Lake in Odisha, India

Bindusagar Lake is located in the right side of the Talabazar road leading from Kedargouri Chowk to Lingaraja Temple, Old Town, Bhubaneswar. This road is also known as Bindusagar Road. It is now under the care and maintenance of Lingaraja Temple Administration. The tank is enclosed within a masonry embankment made of dressed laterite blocks. It is the largest water body of Bhubaneswar. All the rituals of Lord Lingarajaa are closely associated with this lake.

== Tradition and legends ==

According to the local tradition, the deities Shiva and Parvati after their marriage came to Varanasi (Kashi). But with the passage of time, Varanasi became a populated area. Shiva moved to Ekamrakshetra (Bhubaneshwar) for meditation in disguise, without the knowledge of Parvati. It was thus known as Gupta-Kashi ("hidden Varanasi"). Ekamrakshetra had a single huge mango tree surrounded by the jungle.

With the aid of the God Brahma, Parvati learned of Shiva's whereabouts in Ekamrakshetra. She noticed that thousands of cows are going under the huge mango tree and automatically milking at a place. Parvati realized that Shiva was there. So she took care of the cows as a milkmaid. The place from which the cows were coming is known as Gosagaresvar.
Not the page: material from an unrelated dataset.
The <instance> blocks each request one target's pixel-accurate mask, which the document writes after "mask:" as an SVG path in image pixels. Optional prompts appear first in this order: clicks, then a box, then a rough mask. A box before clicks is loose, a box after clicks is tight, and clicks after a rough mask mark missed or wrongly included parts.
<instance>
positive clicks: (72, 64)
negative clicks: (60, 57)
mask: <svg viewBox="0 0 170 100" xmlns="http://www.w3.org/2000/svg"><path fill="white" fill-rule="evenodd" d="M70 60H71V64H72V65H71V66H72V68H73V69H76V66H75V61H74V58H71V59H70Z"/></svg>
The two demons Kirti and Vasa got attracted to Parvati and proposed to her. The agitated goddess killed the demons by pressing them into the ground with her feet at a place now known as Devi Padahara. After killing the demons, Parvati became tired and took rest at a place called Bhabani Shankar Temple. Parvati felt thirsty and to quench her thirst Shiva struck his trident at this place, out of which a spring came out. The water was then sanctified by the waters of all rivers, streams and ultimately took the shape of a large water body, which came to be known as Bindusagar.

== History ==

- Approximate date: 7th / 8th century A.D.
- Source of Information: Because the temples of both formative phase to final phase are found on its embankments, the tank precedes them.

== Physical description ==

- Surrounding: The tank has embankments on all the four sides. The temple of Ananta Vasudeva stands on the eastern embankment across the road, Mohini temple in southern embankment at a distance of 13 m, Markandesvara temple in south-eastern embankment within a distance of 20 m, Uttaresvara temple precinct in northern embankments.
- Orientation: Bathing ghats are provided with steps made of large size laterite blocks in all sides.
- Architectural features (Plan and Elevation): Rectangular on plan measuring 450 m in length, 175 m in breadth and 7 m in depth. At the centre of the tank there is a pidha shrine what the locals call as Jagati. During the Chandan Yatra, held in the month of May, Lord Lingaraja visits the shrine by navigating through a boat. Chandan Yatra is the main function of the tank associated with Lord Lingaraja.
- Decorative features: The tank is surrounded by a series of shrines. Eastern embankment: Dwarabasini, Ananta Vasudeva, Brahma, Hanuman etc. Western Embankments: Lingaraja rest house, Nilakanthesvara, Akhadachandi, Paschimesvara and Markandesvara Temple.Northern embankments: Uttaresvara Temple precinct, Emara Matha, Southern embankment: Swarnadhiswara Bhabanisankar, Sari deula, Mohini temple, Akhandalamani / Panchanana etc.
- Building material: Dressed laterite blocks.
- Construction techniques: Dry masonry
- Special features, if any: It is fed by a natural spring from the underground. The excess and waste water is discharged through an outlet channel in the southeastern wall, beneath the Talabazar road near Dalmiya Dharmasala. The outlet channel measures 1.18 m in height and 1.07 min width. As a result, the water level of the tank remains constant throughout the year. Despite such provisions made in the past to keep the tank water clean and fresh now the water is one of the most polluted among the water bodies in the city, which need special care and attention.